Changes beyond our horizon that no one chooses to see.

How pathetically limited is our self-obsessed Brexit election, not only do we look at the UK and what will happen to it, we also omit to look at the EU and what will happen to it, but much worse, is that we seem to have lost the chalk altogether when it comes to looking at the future. We seem to be sluggishly waking up to the environmental issues but what about the changes of the Fourth Industrial Revolution?

What really matters is the incomes of our people looking forward, how many people will be employed and our GDP.  The great elephant in the room which everyone seems to be ignoring is the Fourth Industrial Revolution which is happening before our very eyes.  There’s none so blind, as will not see!

An automated society is staring us in the face yet no one seems to notice.  The consequence worldwide is the loss of many jobs and the increase in casual or part time labour.  Casual, off piste, non-taxable, earnings are already at £200Bn and this sector is rising fast and is expected to more than double very quickly to £455Bn.  50% of companies will trim their workforce in the next 5 years and all those laid off will need re-training.  No one as far as I can see has made this a major issue in our present election campaign.

There is an unquestionable move from a majority of poor, to a majority of the middle class, and Asia will account for a huge proportion of this, in short order.  This means a fantastically major change in market demand.  Again, no one seems vaguely interested in this in our present election.

Automation will replace 11% of female jobs and 9% of male jobs in the next 20 years.  The growth will be in information and communication technology where key jobs are so far male dominate world-wide by a ratio of 4 to 1.  This is despite 50% plus of university undergraduates being female.  Something needs to change!

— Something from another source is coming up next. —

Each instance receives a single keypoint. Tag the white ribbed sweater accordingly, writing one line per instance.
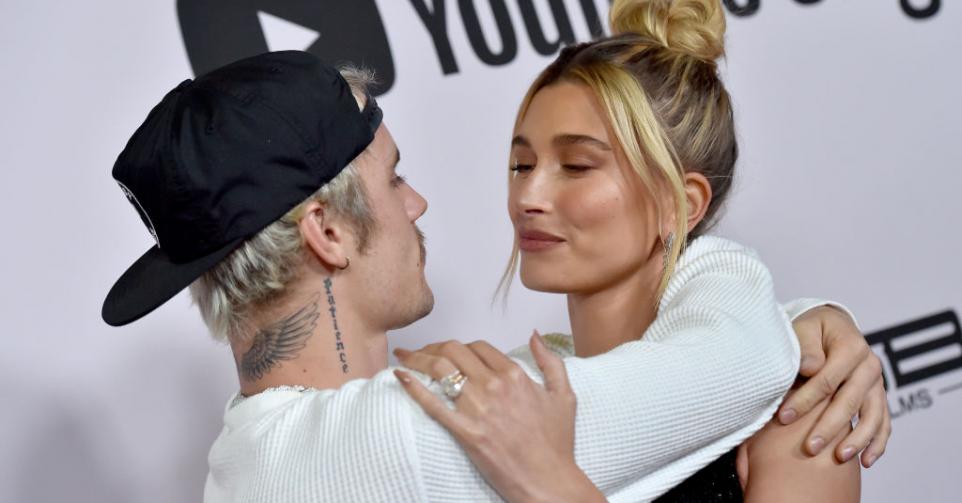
(706, 375)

In the past thirty years one dollar invested in digital technology has increased GDP by a ratio of 20 to 1.  Whereas other non-digital investments have yielded lass that 15% of this. By 2025 it is estimated that close to a quarter of global GDP will come from digital technologies including artificial intelligence etc..  This does not include the value of intangible assets of networks, data, and other services.

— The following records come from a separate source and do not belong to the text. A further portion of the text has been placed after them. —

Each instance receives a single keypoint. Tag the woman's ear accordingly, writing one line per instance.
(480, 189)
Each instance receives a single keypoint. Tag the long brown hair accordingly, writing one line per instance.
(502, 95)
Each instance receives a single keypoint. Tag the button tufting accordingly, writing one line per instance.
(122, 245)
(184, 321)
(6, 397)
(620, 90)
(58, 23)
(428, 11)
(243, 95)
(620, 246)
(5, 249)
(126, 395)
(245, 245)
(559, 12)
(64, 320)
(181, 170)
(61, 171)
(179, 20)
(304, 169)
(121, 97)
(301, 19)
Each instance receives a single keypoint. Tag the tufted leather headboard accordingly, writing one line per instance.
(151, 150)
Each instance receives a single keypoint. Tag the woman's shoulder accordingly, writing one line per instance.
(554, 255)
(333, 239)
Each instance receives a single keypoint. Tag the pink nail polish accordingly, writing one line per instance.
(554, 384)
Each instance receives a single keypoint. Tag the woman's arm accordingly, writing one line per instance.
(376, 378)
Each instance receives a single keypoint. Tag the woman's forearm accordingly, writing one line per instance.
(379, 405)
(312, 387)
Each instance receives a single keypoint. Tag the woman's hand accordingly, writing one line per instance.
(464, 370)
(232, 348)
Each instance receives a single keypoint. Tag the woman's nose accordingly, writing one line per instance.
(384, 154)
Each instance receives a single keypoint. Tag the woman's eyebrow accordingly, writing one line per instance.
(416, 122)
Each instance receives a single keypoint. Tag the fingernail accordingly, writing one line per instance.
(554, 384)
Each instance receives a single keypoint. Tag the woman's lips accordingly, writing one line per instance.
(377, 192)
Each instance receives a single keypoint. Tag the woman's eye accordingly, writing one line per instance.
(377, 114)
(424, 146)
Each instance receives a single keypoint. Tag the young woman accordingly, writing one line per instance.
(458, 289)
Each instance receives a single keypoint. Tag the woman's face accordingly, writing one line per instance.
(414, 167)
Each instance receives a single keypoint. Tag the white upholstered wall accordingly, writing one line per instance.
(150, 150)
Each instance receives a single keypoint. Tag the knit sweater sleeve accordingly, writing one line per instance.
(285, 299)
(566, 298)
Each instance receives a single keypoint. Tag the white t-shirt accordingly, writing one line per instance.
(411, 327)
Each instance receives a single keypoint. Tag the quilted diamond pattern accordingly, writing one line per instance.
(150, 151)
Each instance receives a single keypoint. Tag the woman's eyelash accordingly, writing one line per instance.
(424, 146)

By its very nature the Fourth Industrial Revolution will run counter to current thinking in that it will generally have a deflationary effect i.e. Loss of low skill jobs, increase in gig/part time work economy.

Should we therefore amend the way we measure GDP, in more qualitative terms, In the Fourth Industrial Revolution we will need to take account of the intangible benefits which are presently zero priced such as Google Maps or innumerable free knowledge based information sources.

Change indeed! When will politics catch up?